Submit one normal order with valid customer, item, quantity, delivery, and billing details.
Submit one duplicate order using the same customer purchase order number.
Submit one incomplete order with a missing required field.
Submit one unknown item or customer-specific item code.
Submit one RFQ-style request that should become a draft estimate instead of an order.
Confirm the created Sanka record, customer association, line items, totals, status, document download, notifications, and audit history.
The test is not complete until the operations owner can explain what happens to accepted orders, rejected rows, incomplete records, duplicate submissions, and RFQs.
Expected behavior
When order intake is configured correctly:
Portal cart submission creates an order after required fields and item selections are valid.
RFQ submission creates a quote request for sales review, not a final order.
CSV or EDI intake creates or updates orders only after customer, item, quantity, and duplicate rules pass validation.
Customer, contact, item lines, order properties, files, totals, currency, delivery details, and source information are preserved where configured.
Failed rows or incomplete submissions remain visible for manual review instead of silently disappearing.
Notifications and dashboards make unprocessed, failed, duplicate, or returned orders visible to the team.

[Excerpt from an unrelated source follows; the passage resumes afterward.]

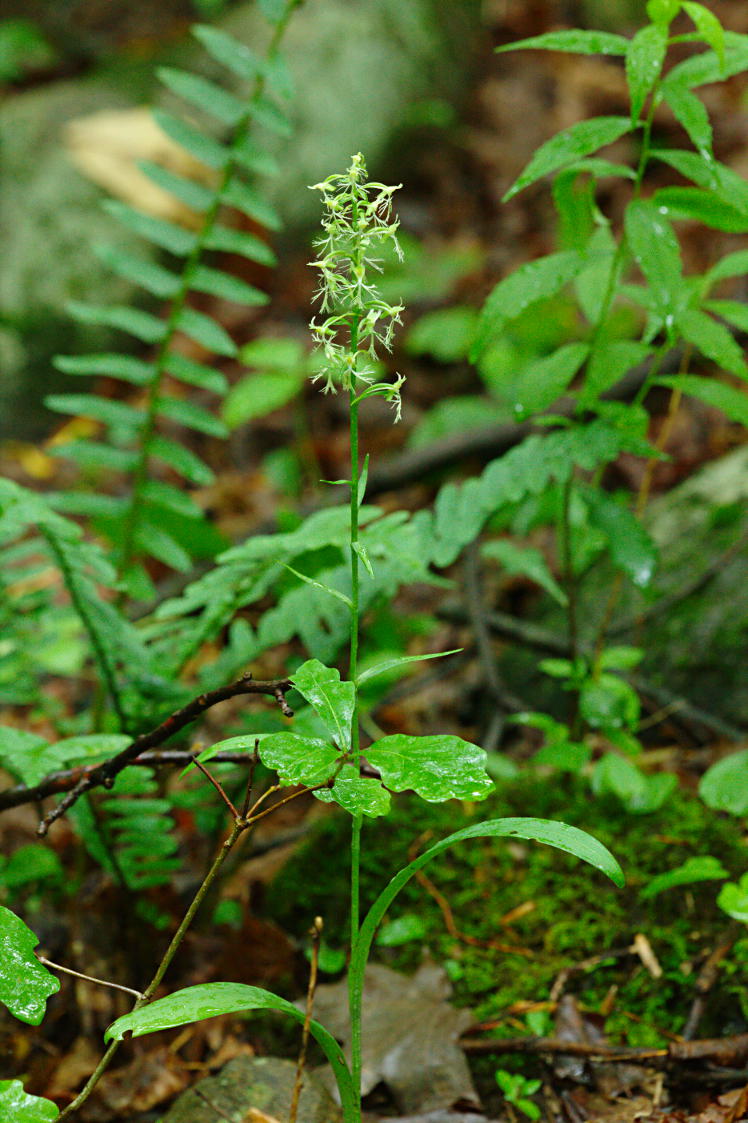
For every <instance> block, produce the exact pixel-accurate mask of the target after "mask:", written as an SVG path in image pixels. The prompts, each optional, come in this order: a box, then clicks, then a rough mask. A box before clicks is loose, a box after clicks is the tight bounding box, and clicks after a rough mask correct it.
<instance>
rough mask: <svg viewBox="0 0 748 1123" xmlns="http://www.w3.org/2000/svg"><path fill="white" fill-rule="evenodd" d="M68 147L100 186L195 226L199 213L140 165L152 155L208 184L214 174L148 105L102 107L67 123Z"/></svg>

Order intake does not automatically fix unknown item codes, choose a customer company, override item visibility, bypass required fields, create invoices, reserve inventory, or send customer documents unless your workflow is configured for those steps.
Troubleshooting
A customer says they submitted an order, but no order exists
Check whether they submitted the cart or only added items to it, whether required fields were missing, whether the session timed out, whether the order was rejected as a duplicate, or whether the submission became an RFQ instead of an order.

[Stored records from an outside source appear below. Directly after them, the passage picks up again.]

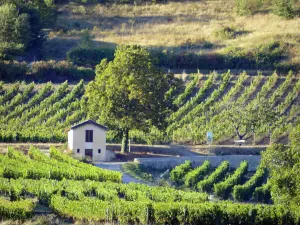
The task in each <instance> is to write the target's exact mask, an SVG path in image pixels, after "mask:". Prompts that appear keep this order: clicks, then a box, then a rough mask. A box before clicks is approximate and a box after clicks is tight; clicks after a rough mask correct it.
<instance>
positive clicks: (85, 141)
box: [85, 130, 93, 142]
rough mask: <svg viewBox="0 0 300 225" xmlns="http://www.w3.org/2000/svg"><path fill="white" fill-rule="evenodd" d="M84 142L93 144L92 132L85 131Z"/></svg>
mask: <svg viewBox="0 0 300 225" xmlns="http://www.w3.org/2000/svg"><path fill="white" fill-rule="evenodd" d="M85 142H93V130H86V131H85Z"/></svg>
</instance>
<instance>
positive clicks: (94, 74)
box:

An order was created for the wrong customer
Review contact-company associations, selected portal company, duplicate contacts, customer purchase order number, CSV or EDI customer mapping, and whether the same contact can access multiple companies.

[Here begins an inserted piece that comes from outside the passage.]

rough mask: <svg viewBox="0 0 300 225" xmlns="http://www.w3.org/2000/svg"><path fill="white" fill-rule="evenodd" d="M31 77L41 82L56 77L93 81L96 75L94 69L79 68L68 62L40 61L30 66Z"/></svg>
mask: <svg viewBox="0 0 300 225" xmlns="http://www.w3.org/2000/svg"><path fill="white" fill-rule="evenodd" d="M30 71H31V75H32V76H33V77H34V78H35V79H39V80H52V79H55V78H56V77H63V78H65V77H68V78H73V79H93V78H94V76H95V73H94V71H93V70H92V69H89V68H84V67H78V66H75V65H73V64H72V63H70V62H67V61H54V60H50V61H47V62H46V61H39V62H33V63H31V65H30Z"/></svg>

Item lines are missing or mapped incorrectly
Check item code mapping, customer-specific item names, variants, required item options, inactive items, customer visibility filters, and whether the item should have gone through RFQ instead of direct ordering.
Quantity, price, or tax is wrong
Check unit of measure, quantity basis, selected item options, customer price table, currency, discount, tax settings, and whether the submitted value was a requested price rather than an approved selling price.
Duplicate orders were created
Check whether the duplicate key was defined, whether customer purchase order number was included, whether resubmitted files were marked as updates or new orders, and whether portal and EDI submissions overlapped.
AI cannot decide whether this is a bug
Ask AI to compare customer access, source channel, required fields, item mapping, duplicate key, order/RFQ status, related estimate, notifications, and audit history. Treat it as a product bug only after confirming the intake setup and source data are correct.
Checkpoints
Before launch, review customer access, required fields, item mapping, duplicate rules, RFQ routing, failed-row handling, notifications, dashboards, downstream order/invoice/inventory workflows, and audit history.
2Test order submitted2026/05/20 11:00Portal order testCreated test order and confirmed line items, totals, and customer associationSales operations
1RFQ exception checked2026/05/22 09:30Special quantity requestConfirmed request should become a draft estimate, not a final orderSales user
Order intake review should prove that customer submissions become the correct order or RFQ, and that exceptions are visible before customers are affected.